Then there was light. I blinked rapidly, startled. A golden aura flared around Olaf’s hands. It began like a yellow fire, clean and bright. It grew brighter and brighter until it was like the sun, and I found I couldn’t look directly at it. I turned my head, my own heart racing, watching the edges of the light as it consumed the wound, blazing.
Tara spoke, a half-sobbing croak, “Yes, just keep your hands on him. Don’t lose focus.”
I watched, suspending belief that this could be happening. The green demon of jealousy only grew louder as Olaf seemed to work his miracle, but it was drowned out for now by the elation of the moment.
In another moment, he pulled his hands away and there was no wound. The bare flesh beneath the shattered suit was whole, pristine. It was still streaked and wet with the blood it had spewed forth only moments before. But the wound was gone.
Magneblade’s chest continued to rise. Weakly and uncertainly, but it rose and fell. He was still with us.

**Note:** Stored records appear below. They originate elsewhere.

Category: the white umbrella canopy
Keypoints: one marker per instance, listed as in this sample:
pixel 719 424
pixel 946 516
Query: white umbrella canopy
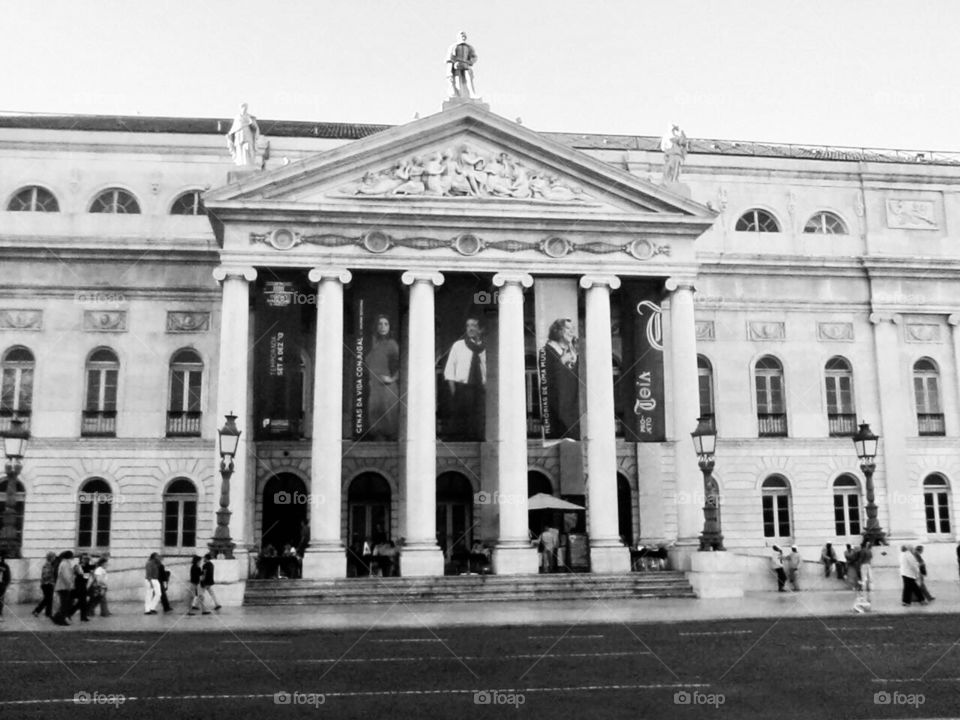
pixel 542 501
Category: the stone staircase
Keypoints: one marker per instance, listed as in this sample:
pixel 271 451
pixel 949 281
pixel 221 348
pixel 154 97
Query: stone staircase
pixel 468 588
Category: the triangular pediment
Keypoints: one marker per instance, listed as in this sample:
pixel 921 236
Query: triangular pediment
pixel 462 160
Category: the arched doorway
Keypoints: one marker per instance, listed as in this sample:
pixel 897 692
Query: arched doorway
pixel 624 510
pixel 285 503
pixel 454 516
pixel 368 517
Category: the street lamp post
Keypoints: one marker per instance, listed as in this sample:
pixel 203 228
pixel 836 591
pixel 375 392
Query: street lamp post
pixel 222 544
pixel 14 447
pixel 705 445
pixel 865 443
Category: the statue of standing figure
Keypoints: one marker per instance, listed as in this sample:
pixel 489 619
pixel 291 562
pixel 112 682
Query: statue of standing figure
pixel 674 146
pixel 460 61
pixel 242 138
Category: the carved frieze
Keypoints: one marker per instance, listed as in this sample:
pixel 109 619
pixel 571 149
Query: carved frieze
pixel 467 172
pixel 835 332
pixel 765 330
pixel 105 320
pixel 184 321
pixel 21 320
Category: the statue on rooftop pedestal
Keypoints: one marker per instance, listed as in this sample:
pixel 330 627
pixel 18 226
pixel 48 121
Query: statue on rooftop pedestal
pixel 674 146
pixel 242 139
pixel 461 58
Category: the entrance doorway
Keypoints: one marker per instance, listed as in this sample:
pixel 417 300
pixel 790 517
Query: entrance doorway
pixel 368 513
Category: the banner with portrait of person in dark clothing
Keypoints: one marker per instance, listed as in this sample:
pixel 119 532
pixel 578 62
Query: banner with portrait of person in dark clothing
pixel 374 368
pixel 464 308
pixel 639 388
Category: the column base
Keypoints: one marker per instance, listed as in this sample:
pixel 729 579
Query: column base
pixel 421 561
pixel 609 556
pixel 515 560
pixel 325 562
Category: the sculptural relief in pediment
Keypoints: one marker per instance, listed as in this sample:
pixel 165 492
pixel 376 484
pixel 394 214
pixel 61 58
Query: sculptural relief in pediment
pixel 466 172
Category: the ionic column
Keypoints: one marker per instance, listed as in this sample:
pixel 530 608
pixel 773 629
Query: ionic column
pixel 894 491
pixel 421 555
pixel 685 397
pixel 513 555
pixel 232 392
pixel 326 556
pixel 607 553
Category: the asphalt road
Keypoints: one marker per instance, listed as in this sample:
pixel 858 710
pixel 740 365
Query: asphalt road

As though synchronized, we all slumped back. I fell into the snow and half-lay, half-sat there. There was a strange silent moment, a long surreal break. A spectator would have seen four godlike supersoldiers lying or sitting in the snow as though they had nothing better to do with their time than shoot the shit and make snow angels.

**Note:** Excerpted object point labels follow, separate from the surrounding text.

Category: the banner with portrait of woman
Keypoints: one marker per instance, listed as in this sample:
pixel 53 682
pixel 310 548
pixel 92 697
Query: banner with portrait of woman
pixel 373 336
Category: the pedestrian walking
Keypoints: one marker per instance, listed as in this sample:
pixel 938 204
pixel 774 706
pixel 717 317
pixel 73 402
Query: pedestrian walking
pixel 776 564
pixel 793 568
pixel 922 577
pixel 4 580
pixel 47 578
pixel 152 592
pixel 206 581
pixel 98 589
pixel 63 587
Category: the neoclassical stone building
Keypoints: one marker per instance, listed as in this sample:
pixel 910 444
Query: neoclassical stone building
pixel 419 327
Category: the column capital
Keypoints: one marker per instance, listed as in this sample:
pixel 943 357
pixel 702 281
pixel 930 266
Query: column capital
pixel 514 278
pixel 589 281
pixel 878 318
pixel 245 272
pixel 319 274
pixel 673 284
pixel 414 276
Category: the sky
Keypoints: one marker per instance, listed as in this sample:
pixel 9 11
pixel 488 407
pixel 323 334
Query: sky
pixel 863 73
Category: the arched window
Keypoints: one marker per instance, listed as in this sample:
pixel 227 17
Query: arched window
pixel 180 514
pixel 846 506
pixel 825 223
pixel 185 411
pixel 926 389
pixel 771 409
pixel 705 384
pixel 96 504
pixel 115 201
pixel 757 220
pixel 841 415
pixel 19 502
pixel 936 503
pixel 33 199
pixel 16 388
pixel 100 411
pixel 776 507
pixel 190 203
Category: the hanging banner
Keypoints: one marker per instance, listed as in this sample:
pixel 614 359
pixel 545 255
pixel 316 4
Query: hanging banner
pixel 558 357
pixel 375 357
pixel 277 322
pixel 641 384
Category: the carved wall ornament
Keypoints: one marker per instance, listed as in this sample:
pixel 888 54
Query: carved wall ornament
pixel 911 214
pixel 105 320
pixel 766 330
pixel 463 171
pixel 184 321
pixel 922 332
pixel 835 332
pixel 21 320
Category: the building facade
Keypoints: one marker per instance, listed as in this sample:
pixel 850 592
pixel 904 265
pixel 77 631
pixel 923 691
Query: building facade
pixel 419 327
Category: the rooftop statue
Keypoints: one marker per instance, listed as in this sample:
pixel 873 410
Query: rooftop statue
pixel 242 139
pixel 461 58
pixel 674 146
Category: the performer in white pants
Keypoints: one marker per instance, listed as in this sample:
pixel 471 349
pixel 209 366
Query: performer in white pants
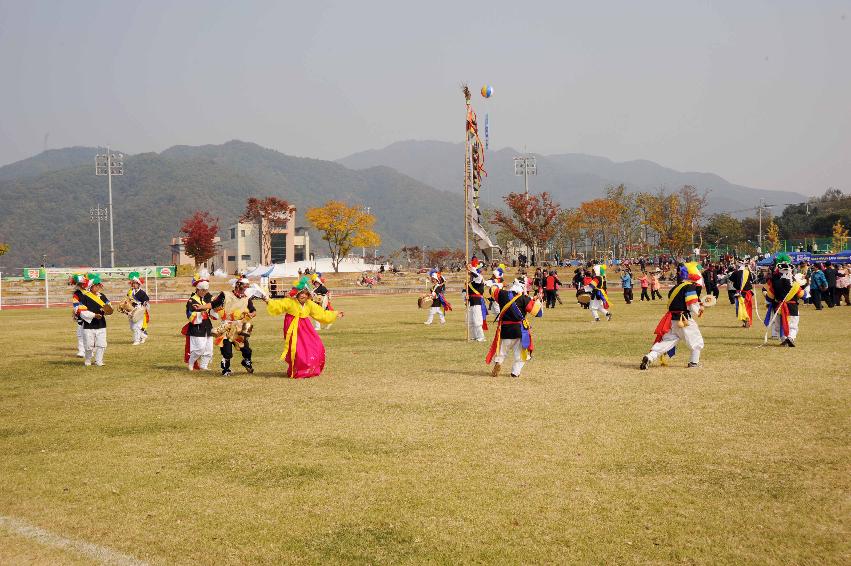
pixel 139 300
pixel 680 323
pixel 476 309
pixel 94 308
pixel 592 285
pixel 783 292
pixel 78 280
pixel 513 332
pixel 199 329
pixel 439 304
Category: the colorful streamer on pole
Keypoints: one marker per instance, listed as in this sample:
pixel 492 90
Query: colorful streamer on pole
pixel 474 174
pixel 487 132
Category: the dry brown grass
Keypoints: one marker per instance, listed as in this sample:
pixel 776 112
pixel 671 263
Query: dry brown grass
pixel 406 451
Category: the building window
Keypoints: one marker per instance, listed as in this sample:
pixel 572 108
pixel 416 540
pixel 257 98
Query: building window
pixel 279 248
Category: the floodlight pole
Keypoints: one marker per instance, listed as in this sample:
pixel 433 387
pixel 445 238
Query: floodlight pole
pixel 105 164
pixel 97 215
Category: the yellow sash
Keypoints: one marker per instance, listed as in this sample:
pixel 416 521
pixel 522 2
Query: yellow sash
pixel 94 297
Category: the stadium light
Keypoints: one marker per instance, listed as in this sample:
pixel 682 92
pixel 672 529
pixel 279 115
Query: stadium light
pixel 109 164
pixel 98 215
pixel 525 165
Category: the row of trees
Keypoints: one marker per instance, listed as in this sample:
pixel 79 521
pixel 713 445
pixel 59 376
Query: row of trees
pixel 620 222
pixel 342 226
pixel 623 223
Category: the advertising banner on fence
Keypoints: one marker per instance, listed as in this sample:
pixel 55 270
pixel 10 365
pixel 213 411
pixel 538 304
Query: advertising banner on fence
pixel 33 273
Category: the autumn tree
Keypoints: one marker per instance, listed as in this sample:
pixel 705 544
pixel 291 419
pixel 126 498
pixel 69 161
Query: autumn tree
pixel 570 228
pixel 200 231
pixel 772 237
pixel 840 236
pixel 344 227
pixel 675 217
pixel 601 221
pixel 531 219
pixel 269 212
pixel 445 258
pixel 722 227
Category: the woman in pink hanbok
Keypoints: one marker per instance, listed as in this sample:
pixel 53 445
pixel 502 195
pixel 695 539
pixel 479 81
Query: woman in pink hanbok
pixel 303 349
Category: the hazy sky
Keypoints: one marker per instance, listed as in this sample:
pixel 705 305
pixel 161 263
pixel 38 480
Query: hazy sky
pixel 756 91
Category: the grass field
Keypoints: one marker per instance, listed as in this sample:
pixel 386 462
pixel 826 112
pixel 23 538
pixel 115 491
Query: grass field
pixel 406 451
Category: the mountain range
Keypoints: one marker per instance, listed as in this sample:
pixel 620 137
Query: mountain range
pixel 414 189
pixel 570 177
pixel 45 200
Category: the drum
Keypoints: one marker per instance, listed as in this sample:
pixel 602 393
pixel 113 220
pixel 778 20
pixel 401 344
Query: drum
pixel 126 307
pixel 246 329
pixel 137 314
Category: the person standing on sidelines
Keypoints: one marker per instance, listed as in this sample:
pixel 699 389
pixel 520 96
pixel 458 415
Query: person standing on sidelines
pixel 78 280
pixel 626 282
pixel 93 309
pixel 645 284
pixel 477 312
pixel 199 328
pixel 742 282
pixel 655 285
pixel 783 293
pixel 818 285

The silence stretched. Olaf was shell-shocked. He hadn’t been ready for action of any kind, let alone the madness I had thrust him into. I could see the drama of Magneblade’s wound, the urgency with which we had walked to the edge of the chasm of his life or death, had affected him. He sat, staring into nothing. Maybe he was wondering if becoming a Griidlord had been what he wanted after all.
Tara too was preoccupied. Her stare wasn’t as distant as Olaf’s—she remained aware of her surroundings. But I could see her pupils dancing as she thought, and I could only imagine the notions that flowed in and out of her consciousness.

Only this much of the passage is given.